Name | Value | Position |
---|---|---|
ELFMAG0 | 0x7f | e_ident[EI_MAG0] |
ELFMAG1 | 'E' | e_ident[EI_MAG1] |
ELFMAG2 | 'L' | e_ident[EI_MAG2] |
ELFMAG3 | 'F' | e_ident[EI_MAG3] |
Name | Value | Meaning |
---|---|---|
ELFCLASSNONE | 0 | Invalid class |
ELFCLASS32 | 1 | 32-bit objects |
ELFCLASS64 | 2 | 64-bit objects |
Name | Value | Meaning |
---|---|---|
ELFDATANONE | 0 | Invalid data encoding |
ELFDATA2LSB | 1 | See below |
ELFDATA2MSB | 2 | See below |
Other values are reserved and will be assigned to new encodings as necessary.

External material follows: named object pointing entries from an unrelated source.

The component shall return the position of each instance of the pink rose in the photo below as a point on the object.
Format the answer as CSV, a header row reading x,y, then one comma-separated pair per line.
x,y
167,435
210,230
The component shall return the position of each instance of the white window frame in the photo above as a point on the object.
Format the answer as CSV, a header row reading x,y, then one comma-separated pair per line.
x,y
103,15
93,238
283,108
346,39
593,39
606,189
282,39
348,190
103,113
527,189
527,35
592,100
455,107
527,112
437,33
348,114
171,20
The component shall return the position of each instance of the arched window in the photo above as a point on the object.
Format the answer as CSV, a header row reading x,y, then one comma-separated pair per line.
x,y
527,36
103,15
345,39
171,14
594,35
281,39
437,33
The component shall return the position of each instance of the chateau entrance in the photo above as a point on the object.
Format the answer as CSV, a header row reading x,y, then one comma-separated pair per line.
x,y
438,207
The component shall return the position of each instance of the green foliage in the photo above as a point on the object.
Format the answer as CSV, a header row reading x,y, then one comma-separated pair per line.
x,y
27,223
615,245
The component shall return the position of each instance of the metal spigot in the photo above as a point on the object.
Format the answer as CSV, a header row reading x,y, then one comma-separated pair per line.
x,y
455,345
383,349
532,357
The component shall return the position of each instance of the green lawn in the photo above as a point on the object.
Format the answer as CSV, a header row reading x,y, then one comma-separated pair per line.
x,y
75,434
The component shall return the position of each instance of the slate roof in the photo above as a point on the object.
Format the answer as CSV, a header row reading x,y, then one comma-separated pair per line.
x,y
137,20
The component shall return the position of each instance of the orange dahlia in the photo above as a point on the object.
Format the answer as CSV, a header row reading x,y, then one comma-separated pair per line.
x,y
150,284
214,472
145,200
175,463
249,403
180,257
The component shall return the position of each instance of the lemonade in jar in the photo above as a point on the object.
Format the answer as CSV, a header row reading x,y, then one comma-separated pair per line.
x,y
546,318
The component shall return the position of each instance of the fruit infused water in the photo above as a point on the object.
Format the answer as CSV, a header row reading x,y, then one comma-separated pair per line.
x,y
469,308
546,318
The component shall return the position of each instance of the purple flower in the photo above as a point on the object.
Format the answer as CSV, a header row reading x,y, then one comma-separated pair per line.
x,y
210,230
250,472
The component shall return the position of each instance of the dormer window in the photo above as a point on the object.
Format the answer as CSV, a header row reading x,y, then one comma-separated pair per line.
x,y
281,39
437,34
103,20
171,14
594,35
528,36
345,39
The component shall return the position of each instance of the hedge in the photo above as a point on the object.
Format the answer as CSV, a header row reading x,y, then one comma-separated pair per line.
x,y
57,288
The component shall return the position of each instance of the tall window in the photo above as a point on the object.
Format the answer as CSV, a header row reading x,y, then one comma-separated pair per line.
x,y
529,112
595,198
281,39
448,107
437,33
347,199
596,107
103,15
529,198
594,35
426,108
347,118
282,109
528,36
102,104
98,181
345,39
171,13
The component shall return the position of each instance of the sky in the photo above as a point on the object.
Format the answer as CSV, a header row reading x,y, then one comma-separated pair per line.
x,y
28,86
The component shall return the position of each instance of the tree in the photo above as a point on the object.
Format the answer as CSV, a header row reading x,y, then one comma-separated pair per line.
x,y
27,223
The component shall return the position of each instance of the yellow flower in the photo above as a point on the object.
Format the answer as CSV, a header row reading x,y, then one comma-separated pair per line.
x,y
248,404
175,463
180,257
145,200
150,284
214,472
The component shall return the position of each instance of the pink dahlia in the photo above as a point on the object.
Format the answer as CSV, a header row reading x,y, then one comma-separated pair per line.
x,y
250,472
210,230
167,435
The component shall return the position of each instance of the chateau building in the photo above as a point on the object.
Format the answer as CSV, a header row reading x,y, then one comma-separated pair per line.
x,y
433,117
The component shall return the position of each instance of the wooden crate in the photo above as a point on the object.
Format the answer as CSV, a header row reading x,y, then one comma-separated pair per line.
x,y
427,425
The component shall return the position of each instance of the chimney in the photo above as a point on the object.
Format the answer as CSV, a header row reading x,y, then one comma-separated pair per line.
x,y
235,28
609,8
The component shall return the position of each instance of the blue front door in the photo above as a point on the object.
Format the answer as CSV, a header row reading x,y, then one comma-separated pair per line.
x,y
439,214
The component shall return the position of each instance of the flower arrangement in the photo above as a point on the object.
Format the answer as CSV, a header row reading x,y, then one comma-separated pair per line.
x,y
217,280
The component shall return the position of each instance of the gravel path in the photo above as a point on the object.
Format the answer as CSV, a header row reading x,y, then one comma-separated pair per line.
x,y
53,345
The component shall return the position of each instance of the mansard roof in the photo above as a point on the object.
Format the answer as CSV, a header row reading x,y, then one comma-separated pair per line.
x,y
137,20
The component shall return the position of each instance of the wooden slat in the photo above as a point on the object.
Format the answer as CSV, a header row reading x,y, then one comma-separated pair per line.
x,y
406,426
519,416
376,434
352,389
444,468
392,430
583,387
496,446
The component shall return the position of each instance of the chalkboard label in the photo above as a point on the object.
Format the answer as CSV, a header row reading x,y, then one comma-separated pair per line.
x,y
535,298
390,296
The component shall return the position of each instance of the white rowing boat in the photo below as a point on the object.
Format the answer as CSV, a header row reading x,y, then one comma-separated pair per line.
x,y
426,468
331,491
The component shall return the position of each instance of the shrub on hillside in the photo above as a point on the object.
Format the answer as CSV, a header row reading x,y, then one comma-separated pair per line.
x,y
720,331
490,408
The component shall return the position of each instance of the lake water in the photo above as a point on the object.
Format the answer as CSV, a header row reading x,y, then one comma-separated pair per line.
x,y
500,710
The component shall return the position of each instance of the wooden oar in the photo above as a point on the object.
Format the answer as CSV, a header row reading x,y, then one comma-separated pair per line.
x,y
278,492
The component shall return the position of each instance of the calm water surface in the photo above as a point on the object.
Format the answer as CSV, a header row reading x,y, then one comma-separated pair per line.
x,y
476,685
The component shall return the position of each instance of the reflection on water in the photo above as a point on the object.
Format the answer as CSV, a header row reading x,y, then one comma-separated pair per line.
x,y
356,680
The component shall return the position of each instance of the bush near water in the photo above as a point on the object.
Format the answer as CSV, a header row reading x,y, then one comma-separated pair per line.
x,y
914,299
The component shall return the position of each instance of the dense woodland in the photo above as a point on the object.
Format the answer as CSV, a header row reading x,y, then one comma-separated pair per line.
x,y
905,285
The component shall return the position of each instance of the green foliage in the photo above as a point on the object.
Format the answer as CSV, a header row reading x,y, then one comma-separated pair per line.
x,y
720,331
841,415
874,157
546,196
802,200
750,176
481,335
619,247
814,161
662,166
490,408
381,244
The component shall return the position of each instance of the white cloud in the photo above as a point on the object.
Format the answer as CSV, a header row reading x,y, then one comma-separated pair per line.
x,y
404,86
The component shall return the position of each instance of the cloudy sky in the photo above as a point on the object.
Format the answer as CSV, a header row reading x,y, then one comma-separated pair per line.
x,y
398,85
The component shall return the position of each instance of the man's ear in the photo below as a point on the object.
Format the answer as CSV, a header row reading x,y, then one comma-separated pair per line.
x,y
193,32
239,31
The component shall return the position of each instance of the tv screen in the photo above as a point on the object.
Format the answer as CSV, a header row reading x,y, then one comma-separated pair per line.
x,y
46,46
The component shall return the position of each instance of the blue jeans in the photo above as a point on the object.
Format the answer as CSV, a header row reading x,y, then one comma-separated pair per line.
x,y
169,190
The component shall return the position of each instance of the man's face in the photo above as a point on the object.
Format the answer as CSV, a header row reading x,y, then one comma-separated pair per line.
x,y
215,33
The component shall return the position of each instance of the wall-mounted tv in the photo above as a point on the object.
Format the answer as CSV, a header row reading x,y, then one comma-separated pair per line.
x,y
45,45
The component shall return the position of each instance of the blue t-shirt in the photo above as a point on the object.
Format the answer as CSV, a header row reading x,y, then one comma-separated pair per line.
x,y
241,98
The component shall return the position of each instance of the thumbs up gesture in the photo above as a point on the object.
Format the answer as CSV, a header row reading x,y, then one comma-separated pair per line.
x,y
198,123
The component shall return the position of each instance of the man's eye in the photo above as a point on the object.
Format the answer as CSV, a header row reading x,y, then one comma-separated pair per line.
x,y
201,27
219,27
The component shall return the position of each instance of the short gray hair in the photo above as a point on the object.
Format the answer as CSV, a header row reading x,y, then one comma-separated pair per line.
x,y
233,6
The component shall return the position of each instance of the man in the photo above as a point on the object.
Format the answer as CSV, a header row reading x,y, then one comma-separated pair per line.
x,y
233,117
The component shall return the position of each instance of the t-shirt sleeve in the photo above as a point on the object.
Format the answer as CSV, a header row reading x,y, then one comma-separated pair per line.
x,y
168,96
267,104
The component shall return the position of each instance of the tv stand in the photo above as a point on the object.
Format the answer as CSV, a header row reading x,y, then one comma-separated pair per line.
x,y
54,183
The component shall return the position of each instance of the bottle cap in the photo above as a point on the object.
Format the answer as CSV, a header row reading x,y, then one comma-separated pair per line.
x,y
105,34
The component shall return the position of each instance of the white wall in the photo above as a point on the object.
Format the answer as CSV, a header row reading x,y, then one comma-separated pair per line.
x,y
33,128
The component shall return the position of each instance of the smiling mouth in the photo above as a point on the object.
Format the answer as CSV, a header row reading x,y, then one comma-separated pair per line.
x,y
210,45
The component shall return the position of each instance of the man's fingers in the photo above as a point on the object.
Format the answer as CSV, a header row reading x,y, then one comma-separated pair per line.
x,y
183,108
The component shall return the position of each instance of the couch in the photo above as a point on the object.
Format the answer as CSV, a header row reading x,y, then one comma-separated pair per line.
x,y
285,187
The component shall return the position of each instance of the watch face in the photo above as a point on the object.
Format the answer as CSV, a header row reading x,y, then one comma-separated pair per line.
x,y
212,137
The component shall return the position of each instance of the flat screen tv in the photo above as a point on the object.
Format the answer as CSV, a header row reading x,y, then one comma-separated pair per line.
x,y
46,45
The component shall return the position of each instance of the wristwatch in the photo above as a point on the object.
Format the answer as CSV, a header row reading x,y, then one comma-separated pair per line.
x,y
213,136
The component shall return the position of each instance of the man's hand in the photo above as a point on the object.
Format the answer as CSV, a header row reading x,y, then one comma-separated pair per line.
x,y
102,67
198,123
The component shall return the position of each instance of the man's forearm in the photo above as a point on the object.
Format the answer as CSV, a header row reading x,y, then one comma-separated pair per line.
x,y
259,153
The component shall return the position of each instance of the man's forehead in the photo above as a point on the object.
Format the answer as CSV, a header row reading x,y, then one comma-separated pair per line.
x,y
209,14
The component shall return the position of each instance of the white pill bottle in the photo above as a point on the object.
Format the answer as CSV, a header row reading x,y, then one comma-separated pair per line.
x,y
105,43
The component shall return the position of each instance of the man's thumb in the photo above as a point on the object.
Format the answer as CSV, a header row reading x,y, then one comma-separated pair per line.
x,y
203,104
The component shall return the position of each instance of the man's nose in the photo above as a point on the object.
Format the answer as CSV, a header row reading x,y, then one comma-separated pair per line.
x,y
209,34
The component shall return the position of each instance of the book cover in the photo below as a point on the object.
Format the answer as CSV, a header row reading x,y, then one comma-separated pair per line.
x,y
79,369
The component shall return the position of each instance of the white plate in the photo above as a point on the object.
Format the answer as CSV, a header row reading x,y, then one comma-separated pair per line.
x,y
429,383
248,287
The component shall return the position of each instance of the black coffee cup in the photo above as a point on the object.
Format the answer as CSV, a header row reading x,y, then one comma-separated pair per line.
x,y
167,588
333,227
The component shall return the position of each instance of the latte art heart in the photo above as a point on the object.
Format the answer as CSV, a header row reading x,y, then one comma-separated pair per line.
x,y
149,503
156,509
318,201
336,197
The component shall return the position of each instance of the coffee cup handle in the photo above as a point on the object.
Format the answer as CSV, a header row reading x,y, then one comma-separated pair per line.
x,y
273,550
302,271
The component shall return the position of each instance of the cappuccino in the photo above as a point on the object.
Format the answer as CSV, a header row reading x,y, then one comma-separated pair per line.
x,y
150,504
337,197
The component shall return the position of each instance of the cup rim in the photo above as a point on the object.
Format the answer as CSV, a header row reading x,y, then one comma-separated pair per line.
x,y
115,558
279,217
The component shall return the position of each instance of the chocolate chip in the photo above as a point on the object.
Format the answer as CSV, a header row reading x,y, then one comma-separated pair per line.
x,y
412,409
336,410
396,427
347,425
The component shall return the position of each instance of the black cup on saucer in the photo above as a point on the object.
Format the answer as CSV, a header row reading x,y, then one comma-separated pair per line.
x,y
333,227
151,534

NOTE: Primarily for the convenience of code that looks at the ELF file at runtime, the ELF data structures are intended to have the same byte order as that of the running program.
A file's data encoding specifies how to interpret the basic objects in a file. Class ELFCLASS32 files use objects that occupy 1, 2, and 4 bytes. Class ELFCLASS64 files use objects that occupy 1, 2, 4, and 8 bytes. Under the defined encodings, objects are represented as shown below.
Encoding ELFDATA2LSB specifies 2's complement values, with
the least significant byte occupying the lowest address.
01 |
0x01
02 | 01 |
0x0102
04 | 03 | 02 | 01 |
0x01020304
08 | 07 | 06 | 05 | 04 | 03 | 02 | 01 |
0x0102030405060708
Data Encoding ELFDATA2LSB, byte address zero on the left
Encoding ELFDATA2MSB specifies 2's complement values, with
the most significant byte occupying the lowest address.
01 |
0x01
01 | 02 |
0x0102
01 | 02 | 03 | 04 |
0x01020304
01 | 02 | 03 | 04 | 05 | 06 | 07 | 08 |
0x0102030405060708
Data Encoding ELFDATA2MSB, byte address zero on the left
NOTE: This section requires processor-specific information. The ABI supplement for the desired processor describes the details.